1918.07.11.De Worms et Cie Marseille
Worms & Cie
28, rue Grignan
Marseille, 11 juillet 1918
Cher M. Worms,
Comme je vous l'ai dit ce matin au téléphone, M. Prouvost m'a prié de revoir M. Savon au sujet de ses terrains, et je sors de chez lui.
Vous savez que j'avais pris comme base l'échange mètre pour mètre des terrains en bordure de l'étang, et de 2 mètres de terrain de bordure pour 3 mètres de terrain en arrière.
M. Savon qui avait, en principe, accepté l'éventualité d'un échange, avait renvoyé à plus tard - pour y réfléchir - la question de proportion.
Ma visite d'aujourd'hui avait donc pour but de lui demander s'il avait décidé quelque chose, car sachant qu'il allait s'absenter très prochainement pour prendre ses vacances, je désirais connaître ses idées.
Il m'a reçu très aimablement, mais il m'a dit que ses terrains, en pente douce, lui paraissaient mieux situés que ceux de la Gafette, beaucoup plus abrupts, et qu'il n'avait aucun désir de changer sa situation.
Néanmoins, pour ne pas se montrer intransigeant à des conversations avec notre groupe par mon intermédiaire, il examinerait les propositions écrites qui lui seraient faites et qu'il soumettrait ensuite a son conseil ; mais qu'il ne fallait pas compter avoir de réponse avant qu'il ait pris largement le temps de la réflexion.
Il a ajouté qu'avant toute chose, il tenait à déclarer qu'il ne pouvait être question que d'échanger mètre pour mètre. Encore, se réserverait-il de faire examiner si les terrains de la Gafette ne nécessiteraient pas des terrassements qui pourraient alors ramener leur valeur d'échange à une valeur inférieure à celle de ses propres terrains du Labillon.
J'ai répondu à M. Savon que ses prétentions équivaudraient à un refus de sa part de continuer les pourparlers.
Il m'a alors réitéré que son plus grand désir serait évidemment de ne rien changer à sa situation. Il compare son achat de terrains à l'achat de valeurs à lots dont il aurait choisi les numéros, et qu'il aurait scrupule à échanger, pensant que peut-être ces numéros ont des chances de sortir.
Il prétend que leurs projets d'utilisation de leur concession de la Gafette ne leur rend pas nécessaire la possession de terrains en arrière.
Je lui ai bien fait ressortir que ses terrains du Labillon qui, eux, se trouvent à l'arrière de notre concession à nous, me paraissent encore plus mal placés, et leur revente qu'il escompte à gros prix pourrait être concurrencée par la revente de mes propres terrains de Pouane, puisque du moment que les terrains ne sont pas en bordure de l'eau et que les industries sont obligées de recevoir leurs marchandises par wagon, 1 kilomètre de plus ou de moins ne compte plus.
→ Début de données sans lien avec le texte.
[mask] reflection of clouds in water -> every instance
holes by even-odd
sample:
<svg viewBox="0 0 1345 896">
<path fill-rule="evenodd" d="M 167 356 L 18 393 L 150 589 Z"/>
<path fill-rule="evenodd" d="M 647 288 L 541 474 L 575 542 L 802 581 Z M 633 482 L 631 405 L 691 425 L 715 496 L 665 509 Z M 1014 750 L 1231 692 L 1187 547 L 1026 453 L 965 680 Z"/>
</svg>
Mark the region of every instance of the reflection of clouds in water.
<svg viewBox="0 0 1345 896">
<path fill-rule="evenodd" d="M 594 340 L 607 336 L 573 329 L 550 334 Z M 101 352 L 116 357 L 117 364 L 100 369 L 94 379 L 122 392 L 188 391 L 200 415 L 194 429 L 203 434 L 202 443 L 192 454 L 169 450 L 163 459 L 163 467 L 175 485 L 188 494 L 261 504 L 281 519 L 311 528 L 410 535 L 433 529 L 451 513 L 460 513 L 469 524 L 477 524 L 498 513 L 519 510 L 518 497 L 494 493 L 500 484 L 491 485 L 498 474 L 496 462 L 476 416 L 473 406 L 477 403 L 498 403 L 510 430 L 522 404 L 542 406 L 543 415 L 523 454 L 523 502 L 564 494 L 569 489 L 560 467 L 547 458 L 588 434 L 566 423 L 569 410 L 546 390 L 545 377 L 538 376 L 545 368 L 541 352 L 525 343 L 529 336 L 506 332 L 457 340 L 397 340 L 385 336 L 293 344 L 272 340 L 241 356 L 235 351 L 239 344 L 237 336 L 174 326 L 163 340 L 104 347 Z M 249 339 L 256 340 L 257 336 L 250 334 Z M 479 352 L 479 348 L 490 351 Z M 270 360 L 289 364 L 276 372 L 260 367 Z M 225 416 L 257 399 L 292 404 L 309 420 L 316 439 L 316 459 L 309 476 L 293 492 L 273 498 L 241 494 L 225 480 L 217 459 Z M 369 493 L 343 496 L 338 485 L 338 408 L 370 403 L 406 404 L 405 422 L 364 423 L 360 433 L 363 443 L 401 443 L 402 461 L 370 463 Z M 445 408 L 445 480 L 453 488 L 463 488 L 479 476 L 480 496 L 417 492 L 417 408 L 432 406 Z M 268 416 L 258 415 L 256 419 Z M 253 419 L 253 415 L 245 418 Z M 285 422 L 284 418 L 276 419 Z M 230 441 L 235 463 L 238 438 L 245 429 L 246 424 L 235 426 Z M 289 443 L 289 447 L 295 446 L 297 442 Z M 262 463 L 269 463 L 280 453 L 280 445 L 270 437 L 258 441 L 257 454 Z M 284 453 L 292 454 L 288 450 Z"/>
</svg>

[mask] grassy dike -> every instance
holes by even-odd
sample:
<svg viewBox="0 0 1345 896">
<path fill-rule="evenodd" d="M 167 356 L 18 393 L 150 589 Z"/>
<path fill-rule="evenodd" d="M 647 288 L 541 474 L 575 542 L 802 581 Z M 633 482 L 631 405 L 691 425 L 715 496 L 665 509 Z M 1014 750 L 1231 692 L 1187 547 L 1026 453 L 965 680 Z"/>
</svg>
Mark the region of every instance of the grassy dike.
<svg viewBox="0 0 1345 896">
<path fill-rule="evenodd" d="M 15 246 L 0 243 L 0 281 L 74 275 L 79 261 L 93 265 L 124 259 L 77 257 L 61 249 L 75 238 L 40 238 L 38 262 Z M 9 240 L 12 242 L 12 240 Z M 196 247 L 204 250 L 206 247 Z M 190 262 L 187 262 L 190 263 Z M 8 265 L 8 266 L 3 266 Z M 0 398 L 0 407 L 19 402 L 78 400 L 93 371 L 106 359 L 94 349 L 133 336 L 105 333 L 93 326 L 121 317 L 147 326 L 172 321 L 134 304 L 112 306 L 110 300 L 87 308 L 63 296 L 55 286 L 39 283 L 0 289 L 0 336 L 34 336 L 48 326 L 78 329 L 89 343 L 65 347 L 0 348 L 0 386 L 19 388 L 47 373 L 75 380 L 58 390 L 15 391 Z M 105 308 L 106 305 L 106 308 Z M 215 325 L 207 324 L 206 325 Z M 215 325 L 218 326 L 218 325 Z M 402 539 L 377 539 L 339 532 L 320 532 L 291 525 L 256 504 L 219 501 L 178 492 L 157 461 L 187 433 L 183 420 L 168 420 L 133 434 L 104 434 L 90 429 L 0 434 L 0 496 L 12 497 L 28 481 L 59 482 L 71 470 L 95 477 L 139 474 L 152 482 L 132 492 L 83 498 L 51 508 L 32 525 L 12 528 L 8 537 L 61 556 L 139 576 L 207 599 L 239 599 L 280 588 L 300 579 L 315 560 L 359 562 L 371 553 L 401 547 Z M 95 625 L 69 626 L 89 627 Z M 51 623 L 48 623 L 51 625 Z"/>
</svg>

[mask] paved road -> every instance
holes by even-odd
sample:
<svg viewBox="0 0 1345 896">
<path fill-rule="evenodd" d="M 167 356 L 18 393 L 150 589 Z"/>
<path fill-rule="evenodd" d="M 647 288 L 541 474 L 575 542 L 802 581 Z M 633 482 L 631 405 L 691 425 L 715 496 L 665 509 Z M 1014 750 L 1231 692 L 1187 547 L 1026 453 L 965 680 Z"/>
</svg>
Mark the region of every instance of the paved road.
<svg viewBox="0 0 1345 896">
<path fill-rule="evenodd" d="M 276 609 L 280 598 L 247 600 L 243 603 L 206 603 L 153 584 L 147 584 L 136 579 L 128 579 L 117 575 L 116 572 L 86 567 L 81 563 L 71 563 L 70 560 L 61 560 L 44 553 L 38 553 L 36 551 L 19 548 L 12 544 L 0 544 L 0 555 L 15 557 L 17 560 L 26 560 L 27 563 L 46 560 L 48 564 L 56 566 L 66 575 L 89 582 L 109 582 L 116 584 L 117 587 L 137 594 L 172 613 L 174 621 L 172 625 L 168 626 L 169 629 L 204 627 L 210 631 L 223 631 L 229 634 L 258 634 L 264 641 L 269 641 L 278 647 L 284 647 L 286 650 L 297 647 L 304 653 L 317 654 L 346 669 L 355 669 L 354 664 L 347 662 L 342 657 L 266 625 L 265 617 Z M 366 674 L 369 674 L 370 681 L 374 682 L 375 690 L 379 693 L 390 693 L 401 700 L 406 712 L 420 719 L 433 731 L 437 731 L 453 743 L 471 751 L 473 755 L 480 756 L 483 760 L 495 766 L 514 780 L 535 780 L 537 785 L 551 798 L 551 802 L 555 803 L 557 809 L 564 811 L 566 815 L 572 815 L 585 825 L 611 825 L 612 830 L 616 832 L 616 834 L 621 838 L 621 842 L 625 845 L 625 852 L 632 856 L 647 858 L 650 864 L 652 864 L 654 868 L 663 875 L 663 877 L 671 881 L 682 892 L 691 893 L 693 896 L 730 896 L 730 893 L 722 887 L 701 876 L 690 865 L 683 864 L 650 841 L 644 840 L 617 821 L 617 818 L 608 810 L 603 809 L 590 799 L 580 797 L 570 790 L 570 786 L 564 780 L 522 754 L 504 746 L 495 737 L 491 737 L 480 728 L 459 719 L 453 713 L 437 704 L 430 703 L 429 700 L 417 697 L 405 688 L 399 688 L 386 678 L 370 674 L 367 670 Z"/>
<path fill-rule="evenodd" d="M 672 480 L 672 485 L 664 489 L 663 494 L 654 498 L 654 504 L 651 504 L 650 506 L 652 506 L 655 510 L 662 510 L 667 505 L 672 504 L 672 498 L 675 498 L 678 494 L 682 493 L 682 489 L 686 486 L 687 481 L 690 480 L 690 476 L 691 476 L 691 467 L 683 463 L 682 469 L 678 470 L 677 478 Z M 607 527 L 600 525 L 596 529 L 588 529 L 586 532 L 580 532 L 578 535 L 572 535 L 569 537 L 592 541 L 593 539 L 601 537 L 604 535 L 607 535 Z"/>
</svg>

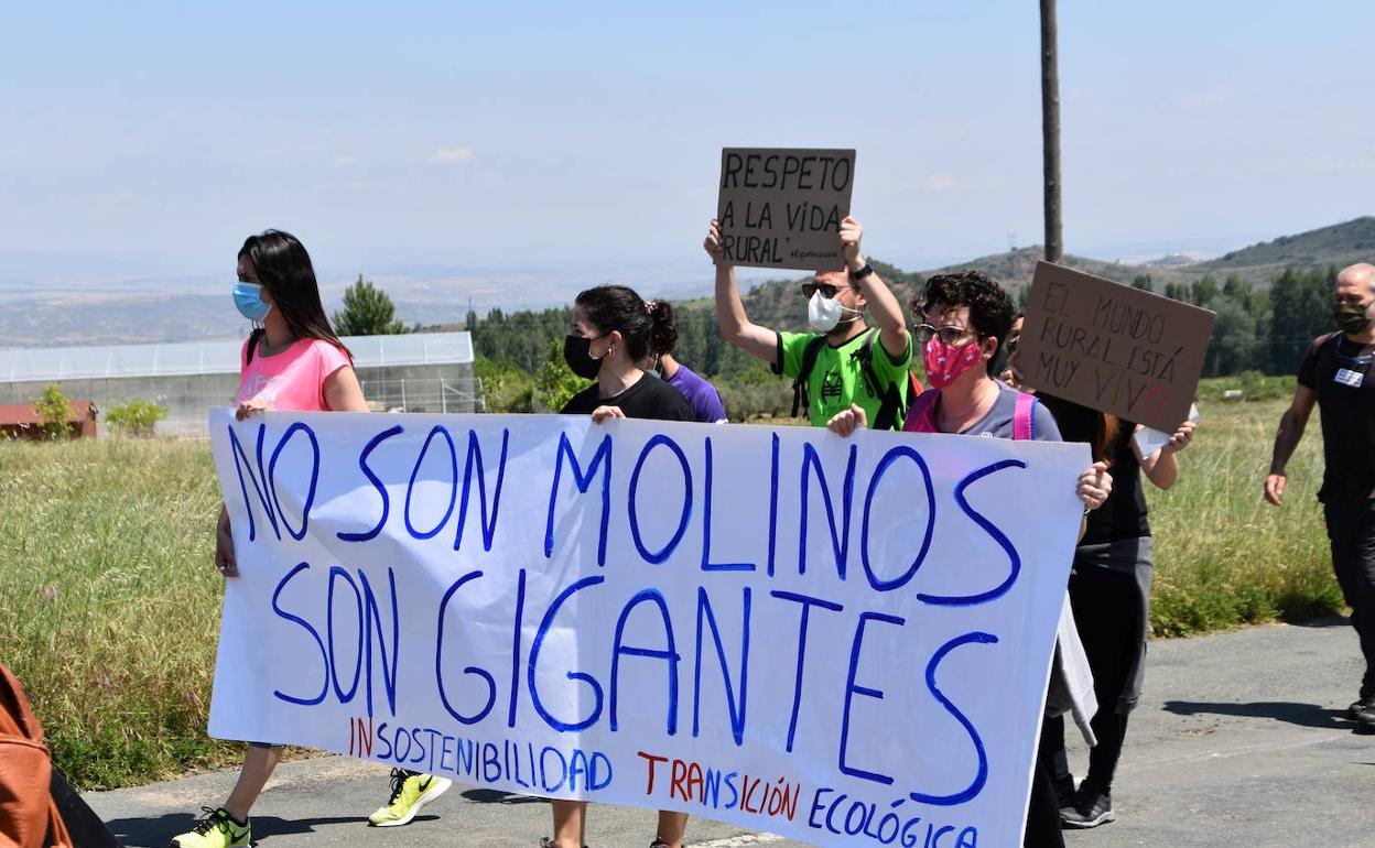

Sans vouloir faire le compte de M. Savon, j'ai ajouté que je ne pouvais cependant pas admettre qu'il puisse sérieusement soutenir que les terrains Kuhlmann de la Gafette n'aient pas une valeur supérieure aux siens.
Ne pensez-vous pas, lui ai-je dit, que vous pourriez offrir au gouvernement suisse une installation de premier ordre si, à l'arrière de votre concession, vous lui offriez les silos qu'il exige pour emmagasiner ses grains ?
Il m'a répondu : toute notre concession de la Gafette a déjà son utilisation prévue, et c'est sur une nouvelle concession sur le Labillon, après vos 700 mètres, là où se trouvent les terrains des Grands Travaux à côté des miens, que nous envisagerions les manutentions du gouvernement suisse.
J'ai dit à M. Savon que j'avais trop de déférence pour lui dire que son attitude équivalait à un refus d'entente de sa part, que je transmettrai notre conversation à mes amis, mais que puisqu'il part demain pour Paris et que delà il doit aller à Vichy, je n'aurais probablement plus le plaisir de le voir avant son retour des vacances.
Il m'a répondu que de Paris il reviendrait passer quelques jours à Marseille, et qu'il pensait au contraire que nous aurions l'occasion de nous rencontrer à nouveau.
J'ai l'impression qu'il veut faire attendre pour tâcher de tirer le meilleur parti possible de la situation, mais il n'est peut-être pas irréductible.
Croyez, Cher M. Worms, à l'assurance de mes sentiments les meilleurs et les plus dévoués.